Contributions into holistic human action recognition.
Toudjeu, Tchangou Ignance.
MetadataShow full item record
In this thesis we holistically investigate the interpretation of human actions in both still images and videos. Human action recognition is currently a research problem of great interest both in academia and industry due to its potential applications which include security surveillances, sports annotation, human-computer interaction, and robotics. Action recognition, being a process of labelling actions using sensory observations, can be deﬁned as a sequence of movements engendered by a human during an executed task. Such a process, when considering visual observations, is quite challenging and faces issues such as background clutter, shadows, illumination variations, occlusions, changes in scale, changes in the person performing the action, and viewpoint variations. Although many approaches to development of human action recognition systems have been proposed in the literature, they focused more on recognition accuracy while ignoring the computational complexity accompanying the recognition process. However, a human action recognition system which is both eﬀective and eﬃcient and can be operated real-time is needed.

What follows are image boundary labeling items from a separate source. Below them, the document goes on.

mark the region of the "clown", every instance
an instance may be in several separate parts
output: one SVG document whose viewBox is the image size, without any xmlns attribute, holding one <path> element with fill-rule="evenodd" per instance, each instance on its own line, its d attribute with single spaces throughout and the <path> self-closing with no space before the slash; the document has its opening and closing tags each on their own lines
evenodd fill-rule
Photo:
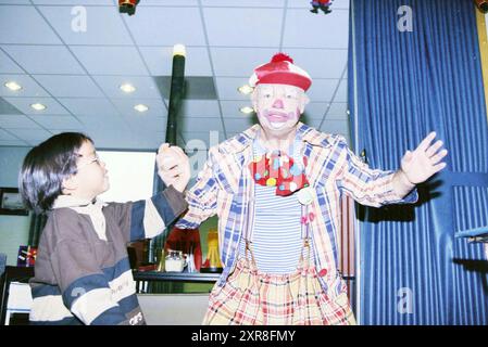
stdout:
<svg viewBox="0 0 488 347">
<path fill-rule="evenodd" d="M 328 14 L 333 12 L 329 9 L 331 2 L 333 2 L 331 0 L 313 0 L 310 2 L 310 4 L 312 5 L 312 10 L 310 10 L 310 12 L 318 13 L 318 10 L 321 10 L 322 12 L 324 12 L 324 14 Z"/>
<path fill-rule="evenodd" d="M 204 324 L 355 324 L 338 271 L 340 196 L 368 206 L 417 201 L 415 185 L 447 155 L 428 134 L 397 171 L 370 168 L 341 136 L 299 121 L 312 83 L 283 53 L 249 79 L 259 124 L 211 147 L 189 209 L 195 229 L 218 216 L 224 271 Z"/>
</svg>

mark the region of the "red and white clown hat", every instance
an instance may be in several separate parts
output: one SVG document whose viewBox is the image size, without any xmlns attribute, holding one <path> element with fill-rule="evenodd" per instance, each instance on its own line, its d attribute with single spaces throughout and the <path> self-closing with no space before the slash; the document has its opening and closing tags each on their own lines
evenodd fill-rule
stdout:
<svg viewBox="0 0 488 347">
<path fill-rule="evenodd" d="M 289 85 L 306 91 L 312 85 L 312 78 L 304 69 L 295 65 L 290 56 L 277 53 L 270 63 L 254 68 L 249 86 L 255 88 L 260 83 Z"/>
</svg>

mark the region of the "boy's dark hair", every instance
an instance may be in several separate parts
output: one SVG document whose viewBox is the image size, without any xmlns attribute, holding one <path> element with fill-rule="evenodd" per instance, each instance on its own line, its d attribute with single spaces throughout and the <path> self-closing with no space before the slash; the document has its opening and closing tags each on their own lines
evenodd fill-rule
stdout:
<svg viewBox="0 0 488 347">
<path fill-rule="evenodd" d="M 36 214 L 52 208 L 62 194 L 63 180 L 76 174 L 78 150 L 93 141 L 80 132 L 62 132 L 32 149 L 18 175 L 18 191 L 24 205 Z"/>
</svg>

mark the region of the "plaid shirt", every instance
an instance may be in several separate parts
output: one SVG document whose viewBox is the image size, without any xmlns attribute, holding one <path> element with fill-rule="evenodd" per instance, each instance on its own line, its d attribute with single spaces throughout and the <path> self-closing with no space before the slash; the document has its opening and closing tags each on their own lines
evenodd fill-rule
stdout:
<svg viewBox="0 0 488 347">
<path fill-rule="evenodd" d="M 260 125 L 254 125 L 209 151 L 196 184 L 187 192 L 187 214 L 176 223 L 182 229 L 195 229 L 209 217 L 218 216 L 218 245 L 224 271 L 220 286 L 236 266 L 241 231 L 252 226 L 254 181 L 248 169 L 252 160 L 252 141 Z M 349 194 L 358 203 L 379 207 L 386 204 L 415 203 L 414 189 L 405 197 L 393 190 L 393 171 L 371 169 L 348 147 L 341 136 L 320 132 L 302 123 L 297 137 L 308 157 L 305 169 L 315 197 L 309 205 L 314 214 L 310 221 L 315 267 L 325 291 L 345 291 L 338 268 L 337 236 L 340 232 L 340 196 Z M 279 259 L 277 259 L 279 261 Z"/>
</svg>

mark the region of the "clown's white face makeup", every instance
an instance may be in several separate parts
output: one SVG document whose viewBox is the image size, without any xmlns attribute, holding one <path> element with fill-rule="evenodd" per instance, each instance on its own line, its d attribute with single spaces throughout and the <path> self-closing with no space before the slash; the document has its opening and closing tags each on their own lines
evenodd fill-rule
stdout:
<svg viewBox="0 0 488 347">
<path fill-rule="evenodd" d="M 304 91 L 288 85 L 258 85 L 252 104 L 268 139 L 295 137 L 295 128 L 309 98 Z M 292 132 L 292 134 L 291 134 Z"/>
<path fill-rule="evenodd" d="M 302 89 L 287 85 L 259 85 L 252 95 L 261 126 L 271 131 L 292 128 L 306 100 Z"/>
</svg>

Firstly, we review, evaluate and compare the most prominent state-of-the-art feature extraction representations categorized between handcrafted feature based techniques and deep learning feature based techniques. Secondly, we propose holistic approaches in each of the categories. The ﬁrst holistic approach takes advantage of existing slope patterns in the motion history images, which are a simple two dimensional representation of video, and reduces the running time of action recognition. The second one based on circular derivative local binary patterns outperforms the LBP based state-of-the-art techniques and addresses the issues of dimensionality by producing feature descriptor with minimal dimension size with less compromise on the recognition accuracy. The third one introduces a preprocessing step in a proposed 2D-convolutional neural network to deal with the same issue of dimensionality diﬀerently in the deep learning techniques. Here the temporal dimension is embedded into motion history images before being learned by a two dimensional convolutional neural network. Thirdly, three datasets (JAFFE, KTH and Pedestrian Action dataset) were used to validate the proposed human action recognition models. Finally, we show that better performance in comparison to the state-of-the-art methods can be achieved using holistic feature based techniques.